Le journaliste a notamment rencontré de nombreux premiers ministres, dont René Lévesque et Maurice Duplessis .

 À partir de la dernière visite de Maurice Duplessis dans les années 50 lors de l'ouverture du boulevard Talbot jusqu'à aujourd'hui et en passant par ma plus grande victoire, celle du Centre de recherche d'Arvida que j'ai sauvé… ça je ne veux pas m'en vanter, mais c'est l'Alcan qui le dit elle-même. J'avais écrit trois éditoriaux vraiment sévères envers l'Alcan et au bout de trois mois, ils étaient revenus sur leur décision.  

Il est l'un des rares journalistes au Québec à avoir vécu de si près l'évolution de la profession avec l'arrivée des nouvelles technologies.

Il a commencé sa carrière dans les années 50 avec la dactylographie.

Bertrand Tremblay est aussi le fondateur du Cercle de presse du Saguenay qui célèbrera cet automne ses 50 ans.

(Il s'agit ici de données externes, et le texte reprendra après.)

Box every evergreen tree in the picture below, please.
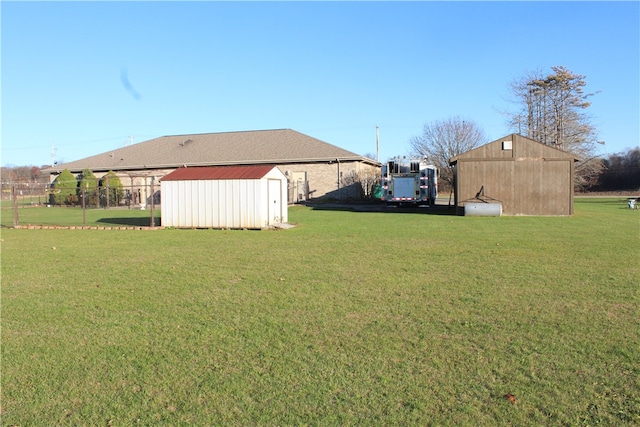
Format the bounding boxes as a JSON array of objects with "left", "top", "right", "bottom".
[
  {"left": 506, "top": 66, "right": 604, "bottom": 189},
  {"left": 79, "top": 168, "right": 99, "bottom": 207},
  {"left": 100, "top": 171, "right": 124, "bottom": 207},
  {"left": 51, "top": 169, "right": 78, "bottom": 205}
]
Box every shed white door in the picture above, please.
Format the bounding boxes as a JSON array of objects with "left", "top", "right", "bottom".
[{"left": 268, "top": 179, "right": 282, "bottom": 224}]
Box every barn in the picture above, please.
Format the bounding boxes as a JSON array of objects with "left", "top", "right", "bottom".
[
  {"left": 161, "top": 165, "right": 287, "bottom": 229},
  {"left": 449, "top": 134, "right": 578, "bottom": 216}
]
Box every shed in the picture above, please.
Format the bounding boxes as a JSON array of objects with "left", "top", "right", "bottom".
[
  {"left": 160, "top": 165, "right": 288, "bottom": 229},
  {"left": 449, "top": 134, "right": 578, "bottom": 216}
]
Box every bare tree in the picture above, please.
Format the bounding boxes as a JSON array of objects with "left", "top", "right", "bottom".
[
  {"left": 409, "top": 116, "right": 488, "bottom": 190},
  {"left": 0, "top": 165, "right": 48, "bottom": 200},
  {"left": 362, "top": 152, "right": 378, "bottom": 162},
  {"left": 505, "top": 66, "right": 605, "bottom": 189},
  {"left": 341, "top": 168, "right": 381, "bottom": 199}
]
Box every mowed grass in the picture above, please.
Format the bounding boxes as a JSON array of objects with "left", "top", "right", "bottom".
[
  {"left": 1, "top": 199, "right": 638, "bottom": 425},
  {"left": 0, "top": 204, "right": 158, "bottom": 228}
]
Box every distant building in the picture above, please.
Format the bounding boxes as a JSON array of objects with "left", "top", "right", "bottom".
[
  {"left": 42, "top": 129, "right": 380, "bottom": 204},
  {"left": 449, "top": 134, "right": 578, "bottom": 216}
]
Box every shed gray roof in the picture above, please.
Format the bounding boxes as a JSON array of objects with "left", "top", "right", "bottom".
[{"left": 44, "top": 129, "right": 377, "bottom": 173}]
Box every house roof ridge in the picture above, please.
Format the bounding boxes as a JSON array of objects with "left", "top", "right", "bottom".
[{"left": 161, "top": 128, "right": 293, "bottom": 138}]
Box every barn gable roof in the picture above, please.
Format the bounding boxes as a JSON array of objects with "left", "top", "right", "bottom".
[
  {"left": 43, "top": 129, "right": 375, "bottom": 174},
  {"left": 449, "top": 133, "right": 579, "bottom": 165},
  {"left": 162, "top": 165, "right": 278, "bottom": 181}
]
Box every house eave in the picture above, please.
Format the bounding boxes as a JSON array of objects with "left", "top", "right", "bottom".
[{"left": 44, "top": 156, "right": 380, "bottom": 175}]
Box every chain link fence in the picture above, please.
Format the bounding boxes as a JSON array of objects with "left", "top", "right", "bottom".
[
  {"left": 3, "top": 181, "right": 159, "bottom": 228},
  {"left": 3, "top": 176, "right": 374, "bottom": 228},
  {"left": 3, "top": 179, "right": 310, "bottom": 228}
]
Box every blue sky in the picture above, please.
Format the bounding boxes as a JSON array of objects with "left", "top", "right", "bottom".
[{"left": 2, "top": 1, "right": 638, "bottom": 167}]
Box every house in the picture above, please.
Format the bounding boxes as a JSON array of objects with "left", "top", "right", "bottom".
[
  {"left": 42, "top": 129, "right": 380, "bottom": 205},
  {"left": 449, "top": 134, "right": 578, "bottom": 216},
  {"left": 161, "top": 165, "right": 287, "bottom": 229}
]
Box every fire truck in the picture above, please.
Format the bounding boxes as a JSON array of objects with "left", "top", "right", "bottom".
[{"left": 381, "top": 157, "right": 438, "bottom": 206}]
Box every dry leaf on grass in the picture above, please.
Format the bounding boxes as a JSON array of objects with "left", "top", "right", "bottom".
[{"left": 503, "top": 393, "right": 517, "bottom": 403}]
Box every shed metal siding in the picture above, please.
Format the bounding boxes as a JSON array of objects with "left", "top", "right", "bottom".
[
  {"left": 162, "top": 179, "right": 266, "bottom": 228},
  {"left": 161, "top": 166, "right": 287, "bottom": 228}
]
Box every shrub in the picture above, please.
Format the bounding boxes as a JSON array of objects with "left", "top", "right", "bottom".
[
  {"left": 79, "top": 169, "right": 99, "bottom": 207},
  {"left": 50, "top": 169, "right": 77, "bottom": 205},
  {"left": 99, "top": 171, "right": 124, "bottom": 207}
]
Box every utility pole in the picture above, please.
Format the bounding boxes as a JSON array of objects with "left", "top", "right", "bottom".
[
  {"left": 375, "top": 125, "right": 379, "bottom": 162},
  {"left": 51, "top": 142, "right": 56, "bottom": 167}
]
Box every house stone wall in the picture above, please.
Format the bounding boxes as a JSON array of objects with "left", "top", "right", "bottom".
[
  {"left": 278, "top": 160, "right": 380, "bottom": 200},
  {"left": 53, "top": 160, "right": 380, "bottom": 207}
]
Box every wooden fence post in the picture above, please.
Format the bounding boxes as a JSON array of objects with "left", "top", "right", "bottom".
[
  {"left": 150, "top": 178, "right": 155, "bottom": 227},
  {"left": 12, "top": 186, "right": 19, "bottom": 227}
]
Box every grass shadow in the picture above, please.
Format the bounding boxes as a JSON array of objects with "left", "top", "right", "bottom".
[
  {"left": 306, "top": 201, "right": 459, "bottom": 216},
  {"left": 97, "top": 217, "right": 160, "bottom": 227}
]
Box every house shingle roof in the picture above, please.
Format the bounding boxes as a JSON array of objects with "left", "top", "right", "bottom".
[{"left": 44, "top": 129, "right": 374, "bottom": 173}]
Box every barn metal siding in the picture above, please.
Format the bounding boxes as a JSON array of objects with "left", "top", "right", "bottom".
[
  {"left": 161, "top": 166, "right": 287, "bottom": 228},
  {"left": 451, "top": 134, "right": 576, "bottom": 216}
]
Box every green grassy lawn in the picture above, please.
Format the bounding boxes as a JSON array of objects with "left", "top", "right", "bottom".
[
  {"left": 1, "top": 204, "right": 158, "bottom": 228},
  {"left": 1, "top": 199, "right": 638, "bottom": 425}
]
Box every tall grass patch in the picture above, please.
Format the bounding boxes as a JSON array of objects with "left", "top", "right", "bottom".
[{"left": 2, "top": 198, "right": 638, "bottom": 425}]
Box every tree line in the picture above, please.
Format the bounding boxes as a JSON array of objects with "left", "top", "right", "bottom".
[{"left": 592, "top": 148, "right": 640, "bottom": 192}]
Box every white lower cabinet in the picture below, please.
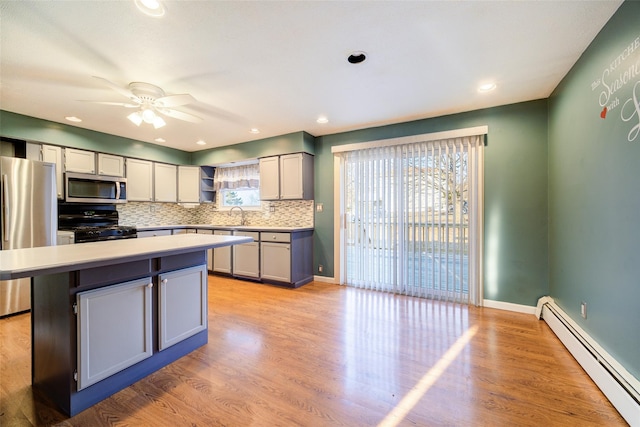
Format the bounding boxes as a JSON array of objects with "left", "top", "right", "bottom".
[
  {"left": 76, "top": 277, "right": 153, "bottom": 390},
  {"left": 158, "top": 265, "right": 208, "bottom": 351},
  {"left": 213, "top": 230, "right": 232, "bottom": 273},
  {"left": 261, "top": 241, "right": 291, "bottom": 283},
  {"left": 232, "top": 231, "right": 260, "bottom": 278}
]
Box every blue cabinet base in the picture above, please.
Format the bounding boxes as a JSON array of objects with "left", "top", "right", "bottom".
[{"left": 62, "top": 331, "right": 207, "bottom": 416}]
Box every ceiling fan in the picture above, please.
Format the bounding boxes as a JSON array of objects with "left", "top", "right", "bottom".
[{"left": 89, "top": 76, "right": 203, "bottom": 129}]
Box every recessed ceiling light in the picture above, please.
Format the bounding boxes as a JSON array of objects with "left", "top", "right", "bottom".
[
  {"left": 478, "top": 82, "right": 497, "bottom": 93},
  {"left": 134, "top": 0, "right": 165, "bottom": 17},
  {"left": 249, "top": 128, "right": 260, "bottom": 134},
  {"left": 155, "top": 138, "right": 166, "bottom": 143},
  {"left": 65, "top": 116, "right": 82, "bottom": 123},
  {"left": 347, "top": 51, "right": 367, "bottom": 64},
  {"left": 196, "top": 140, "right": 206, "bottom": 146},
  {"left": 317, "top": 116, "right": 329, "bottom": 124}
]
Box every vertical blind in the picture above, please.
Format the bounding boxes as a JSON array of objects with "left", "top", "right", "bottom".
[{"left": 341, "top": 134, "right": 483, "bottom": 305}]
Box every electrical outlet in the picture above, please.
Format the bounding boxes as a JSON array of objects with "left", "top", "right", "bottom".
[
  {"left": 318, "top": 264, "right": 323, "bottom": 273},
  {"left": 269, "top": 206, "right": 275, "bottom": 213},
  {"left": 149, "top": 204, "right": 156, "bottom": 213},
  {"left": 580, "top": 301, "right": 587, "bottom": 319},
  {"left": 316, "top": 203, "right": 323, "bottom": 212}
]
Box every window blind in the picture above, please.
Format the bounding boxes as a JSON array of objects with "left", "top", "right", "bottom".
[{"left": 341, "top": 134, "right": 484, "bottom": 305}]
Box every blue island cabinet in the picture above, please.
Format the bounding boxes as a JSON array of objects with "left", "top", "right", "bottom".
[{"left": 31, "top": 251, "right": 208, "bottom": 417}]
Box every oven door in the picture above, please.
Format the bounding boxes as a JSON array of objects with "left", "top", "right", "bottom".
[{"left": 65, "top": 173, "right": 127, "bottom": 204}]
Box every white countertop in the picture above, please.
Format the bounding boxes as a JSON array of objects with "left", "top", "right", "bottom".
[
  {"left": 136, "top": 224, "right": 314, "bottom": 232},
  {"left": 0, "top": 234, "right": 251, "bottom": 280}
]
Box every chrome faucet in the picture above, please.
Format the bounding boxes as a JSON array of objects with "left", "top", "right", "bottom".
[{"left": 229, "top": 206, "right": 246, "bottom": 226}]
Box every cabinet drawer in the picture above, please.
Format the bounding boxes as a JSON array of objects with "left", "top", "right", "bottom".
[
  {"left": 233, "top": 231, "right": 260, "bottom": 240},
  {"left": 261, "top": 232, "right": 290, "bottom": 243},
  {"left": 77, "top": 259, "right": 151, "bottom": 288},
  {"left": 137, "top": 229, "right": 172, "bottom": 238}
]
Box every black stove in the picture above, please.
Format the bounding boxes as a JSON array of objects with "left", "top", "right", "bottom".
[
  {"left": 58, "top": 203, "right": 137, "bottom": 243},
  {"left": 70, "top": 225, "right": 137, "bottom": 243}
]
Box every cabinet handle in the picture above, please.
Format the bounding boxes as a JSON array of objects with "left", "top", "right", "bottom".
[
  {"left": 162, "top": 279, "right": 168, "bottom": 285},
  {"left": 147, "top": 283, "right": 153, "bottom": 288},
  {"left": 2, "top": 175, "right": 9, "bottom": 240}
]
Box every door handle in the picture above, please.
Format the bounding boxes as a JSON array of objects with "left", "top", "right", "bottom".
[{"left": 2, "top": 174, "right": 9, "bottom": 241}]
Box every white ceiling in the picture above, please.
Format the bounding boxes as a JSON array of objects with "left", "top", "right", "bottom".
[{"left": 0, "top": 1, "right": 622, "bottom": 152}]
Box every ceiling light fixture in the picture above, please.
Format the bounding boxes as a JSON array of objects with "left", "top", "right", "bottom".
[
  {"left": 127, "top": 109, "right": 166, "bottom": 129},
  {"left": 347, "top": 51, "right": 367, "bottom": 64},
  {"left": 317, "top": 116, "right": 329, "bottom": 124},
  {"left": 155, "top": 137, "right": 166, "bottom": 143},
  {"left": 478, "top": 82, "right": 497, "bottom": 93},
  {"left": 134, "top": 0, "right": 165, "bottom": 17},
  {"left": 196, "top": 140, "right": 206, "bottom": 146},
  {"left": 249, "top": 128, "right": 260, "bottom": 134},
  {"left": 65, "top": 116, "right": 82, "bottom": 122}
]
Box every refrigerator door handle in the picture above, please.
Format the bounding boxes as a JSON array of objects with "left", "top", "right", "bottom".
[{"left": 2, "top": 174, "right": 9, "bottom": 241}]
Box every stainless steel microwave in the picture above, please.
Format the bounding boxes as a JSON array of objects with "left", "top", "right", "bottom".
[{"left": 65, "top": 172, "right": 127, "bottom": 204}]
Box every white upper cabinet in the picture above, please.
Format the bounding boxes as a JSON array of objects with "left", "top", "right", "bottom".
[
  {"left": 178, "top": 166, "right": 200, "bottom": 203},
  {"left": 259, "top": 153, "right": 314, "bottom": 200},
  {"left": 97, "top": 153, "right": 125, "bottom": 177},
  {"left": 154, "top": 163, "right": 177, "bottom": 202},
  {"left": 259, "top": 156, "right": 280, "bottom": 200},
  {"left": 65, "top": 148, "right": 96, "bottom": 174},
  {"left": 126, "top": 158, "right": 153, "bottom": 201},
  {"left": 41, "top": 144, "right": 64, "bottom": 199},
  {"left": 280, "top": 153, "right": 314, "bottom": 200}
]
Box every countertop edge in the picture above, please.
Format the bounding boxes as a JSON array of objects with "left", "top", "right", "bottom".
[
  {"left": 0, "top": 234, "right": 252, "bottom": 280},
  {"left": 136, "top": 224, "right": 314, "bottom": 232}
]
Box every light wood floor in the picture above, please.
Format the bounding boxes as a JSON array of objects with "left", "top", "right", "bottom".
[{"left": 0, "top": 276, "right": 627, "bottom": 426}]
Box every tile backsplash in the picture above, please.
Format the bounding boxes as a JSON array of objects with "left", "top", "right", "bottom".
[{"left": 117, "top": 200, "right": 314, "bottom": 228}]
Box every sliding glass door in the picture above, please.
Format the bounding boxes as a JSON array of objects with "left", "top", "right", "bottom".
[{"left": 337, "top": 132, "right": 484, "bottom": 305}]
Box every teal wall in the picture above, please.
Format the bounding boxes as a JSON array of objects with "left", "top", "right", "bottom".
[
  {"left": 315, "top": 100, "right": 549, "bottom": 306},
  {"left": 548, "top": 0, "right": 640, "bottom": 379},
  {"left": 0, "top": 110, "right": 191, "bottom": 164},
  {"left": 191, "top": 131, "right": 315, "bottom": 165}
]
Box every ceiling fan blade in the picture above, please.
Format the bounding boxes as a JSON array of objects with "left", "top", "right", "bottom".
[
  {"left": 154, "top": 93, "right": 196, "bottom": 108},
  {"left": 93, "top": 76, "right": 139, "bottom": 102},
  {"left": 80, "top": 100, "right": 140, "bottom": 108},
  {"left": 158, "top": 108, "right": 203, "bottom": 123}
]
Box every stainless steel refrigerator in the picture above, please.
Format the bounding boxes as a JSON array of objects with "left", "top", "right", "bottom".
[{"left": 1, "top": 156, "right": 57, "bottom": 316}]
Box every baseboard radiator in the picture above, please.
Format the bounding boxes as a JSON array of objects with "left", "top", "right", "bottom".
[{"left": 536, "top": 297, "right": 640, "bottom": 426}]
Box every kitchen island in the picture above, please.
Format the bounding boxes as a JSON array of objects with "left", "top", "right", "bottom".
[{"left": 0, "top": 234, "right": 251, "bottom": 417}]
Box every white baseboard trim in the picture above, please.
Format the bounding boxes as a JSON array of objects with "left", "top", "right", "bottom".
[
  {"left": 483, "top": 299, "right": 536, "bottom": 315},
  {"left": 540, "top": 297, "right": 639, "bottom": 427},
  {"left": 313, "top": 275, "right": 337, "bottom": 284}
]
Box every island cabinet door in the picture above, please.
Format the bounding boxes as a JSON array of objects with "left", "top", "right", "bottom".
[
  {"left": 158, "top": 265, "right": 208, "bottom": 351},
  {"left": 76, "top": 277, "right": 153, "bottom": 391}
]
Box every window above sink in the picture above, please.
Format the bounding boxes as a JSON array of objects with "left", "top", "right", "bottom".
[{"left": 214, "top": 162, "right": 261, "bottom": 210}]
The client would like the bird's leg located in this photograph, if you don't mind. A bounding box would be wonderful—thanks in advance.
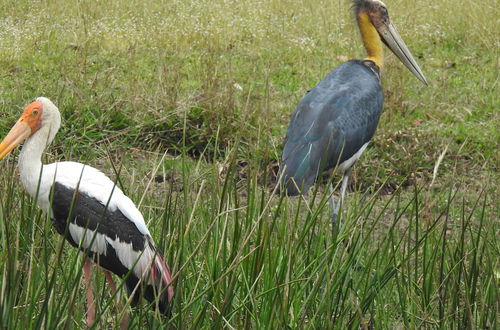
[104,270,117,292]
[339,168,352,208]
[83,258,96,328]
[329,184,340,227]
[104,270,130,330]
[331,168,352,229]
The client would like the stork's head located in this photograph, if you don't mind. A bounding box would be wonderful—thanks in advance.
[0,97,61,160]
[353,0,427,84]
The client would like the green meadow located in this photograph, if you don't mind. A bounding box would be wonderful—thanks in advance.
[0,0,497,328]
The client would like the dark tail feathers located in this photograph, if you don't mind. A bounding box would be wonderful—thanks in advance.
[125,251,174,316]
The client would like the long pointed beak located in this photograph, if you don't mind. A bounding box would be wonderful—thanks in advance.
[379,22,428,85]
[0,120,32,160]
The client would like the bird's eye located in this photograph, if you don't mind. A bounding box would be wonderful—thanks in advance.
[32,110,39,116]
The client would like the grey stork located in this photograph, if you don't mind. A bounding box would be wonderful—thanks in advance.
[277,0,427,225]
[0,97,174,327]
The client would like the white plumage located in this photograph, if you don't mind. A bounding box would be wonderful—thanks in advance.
[0,97,174,326]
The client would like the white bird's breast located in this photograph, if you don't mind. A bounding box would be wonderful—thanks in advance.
[338,142,369,172]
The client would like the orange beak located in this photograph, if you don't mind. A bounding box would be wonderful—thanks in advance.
[0,119,32,160]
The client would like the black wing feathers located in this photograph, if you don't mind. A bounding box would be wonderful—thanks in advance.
[50,182,171,315]
[51,182,145,251]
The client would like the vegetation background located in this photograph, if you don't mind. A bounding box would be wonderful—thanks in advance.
[0,0,497,328]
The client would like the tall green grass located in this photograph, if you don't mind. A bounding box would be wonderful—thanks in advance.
[0,0,498,328]
[0,151,497,328]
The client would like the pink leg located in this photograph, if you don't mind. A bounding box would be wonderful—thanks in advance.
[104,270,130,330]
[104,270,117,292]
[83,259,96,327]
[119,311,130,330]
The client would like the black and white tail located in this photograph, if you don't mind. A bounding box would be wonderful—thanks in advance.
[125,241,174,315]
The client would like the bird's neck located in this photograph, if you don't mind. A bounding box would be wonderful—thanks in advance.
[18,126,50,197]
[357,12,384,68]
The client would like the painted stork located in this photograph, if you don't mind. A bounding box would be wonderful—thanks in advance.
[277,0,427,225]
[0,97,174,326]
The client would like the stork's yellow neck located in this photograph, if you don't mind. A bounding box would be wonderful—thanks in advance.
[357,12,383,68]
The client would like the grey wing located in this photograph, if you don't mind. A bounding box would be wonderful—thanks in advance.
[278,60,383,196]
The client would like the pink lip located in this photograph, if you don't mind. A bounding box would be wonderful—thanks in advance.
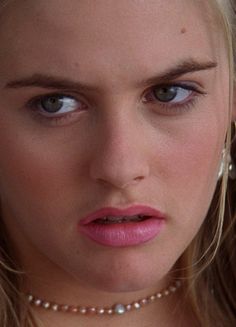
[78,205,165,247]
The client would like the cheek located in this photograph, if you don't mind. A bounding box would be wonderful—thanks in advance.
[158,117,225,235]
[0,126,78,222]
[162,105,225,185]
[170,134,220,186]
[170,140,218,214]
[0,131,85,263]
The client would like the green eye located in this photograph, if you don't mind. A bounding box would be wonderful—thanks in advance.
[142,83,203,115]
[153,86,178,102]
[40,96,65,113]
[35,94,81,116]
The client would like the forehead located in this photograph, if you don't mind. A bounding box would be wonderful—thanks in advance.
[0,0,226,86]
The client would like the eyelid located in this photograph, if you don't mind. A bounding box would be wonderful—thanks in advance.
[142,81,206,102]
[25,92,89,127]
[27,92,87,112]
[150,81,206,94]
[141,81,207,116]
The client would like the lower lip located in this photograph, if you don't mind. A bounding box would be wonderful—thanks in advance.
[79,218,164,247]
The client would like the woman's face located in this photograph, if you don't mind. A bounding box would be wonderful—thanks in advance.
[0,0,230,292]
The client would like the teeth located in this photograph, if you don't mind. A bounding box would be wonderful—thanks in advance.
[95,215,147,224]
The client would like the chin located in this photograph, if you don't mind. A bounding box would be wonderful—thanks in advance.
[77,264,168,293]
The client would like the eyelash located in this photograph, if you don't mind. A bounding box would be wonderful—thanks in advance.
[26,83,205,125]
[143,83,205,114]
[27,93,86,125]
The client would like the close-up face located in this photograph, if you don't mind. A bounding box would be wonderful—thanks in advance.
[0,0,231,293]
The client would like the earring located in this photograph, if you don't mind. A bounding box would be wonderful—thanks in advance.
[218,149,227,180]
[228,160,236,179]
[218,149,236,180]
[218,122,236,180]
[229,121,236,180]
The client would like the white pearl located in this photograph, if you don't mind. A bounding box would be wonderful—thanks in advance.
[34,299,42,306]
[133,302,141,309]
[61,305,69,312]
[126,304,132,311]
[97,308,105,315]
[43,302,50,309]
[79,307,87,314]
[52,304,59,311]
[156,293,162,298]
[149,295,156,301]
[28,295,33,302]
[88,307,96,314]
[70,307,78,313]
[107,309,113,315]
[140,298,148,305]
[114,304,126,314]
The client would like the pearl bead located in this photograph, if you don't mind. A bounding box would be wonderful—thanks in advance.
[52,304,59,311]
[97,308,105,315]
[149,295,156,302]
[61,305,69,312]
[114,304,126,315]
[133,302,141,309]
[107,309,113,315]
[43,302,50,309]
[34,299,42,306]
[28,295,33,303]
[126,304,132,311]
[79,307,87,314]
[88,307,96,314]
[70,306,78,313]
[156,293,162,298]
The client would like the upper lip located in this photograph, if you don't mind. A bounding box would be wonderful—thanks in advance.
[79,205,166,225]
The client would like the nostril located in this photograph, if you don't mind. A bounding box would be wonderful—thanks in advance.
[134,176,145,182]
[95,175,145,189]
[123,175,145,188]
[90,154,149,189]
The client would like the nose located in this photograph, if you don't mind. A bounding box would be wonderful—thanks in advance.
[89,113,150,189]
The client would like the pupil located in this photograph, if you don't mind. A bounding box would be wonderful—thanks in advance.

Il souhaitait avec cet organisme donner une tribune aux journalistes.

Il est considéré comme un pionnier par ses pairs.

 Je le considère personnellement comme étant le père du journalisme régional au Québec d'une part. Je pense qu’il a été un très grand artisan en prenant la responsabilité du Soleil au Saguenay-Lac-Saint-Jean, il a travaillé à Québec, il est revenu dans la région. C'est un grand homme , raconte Bertrand Genest, rédacteur en chef à la retraite du journal Le Quotidien.

Des collègues lui ont d’ailleurs rendu hommage pour souligner son apport dans le milieu journalistique.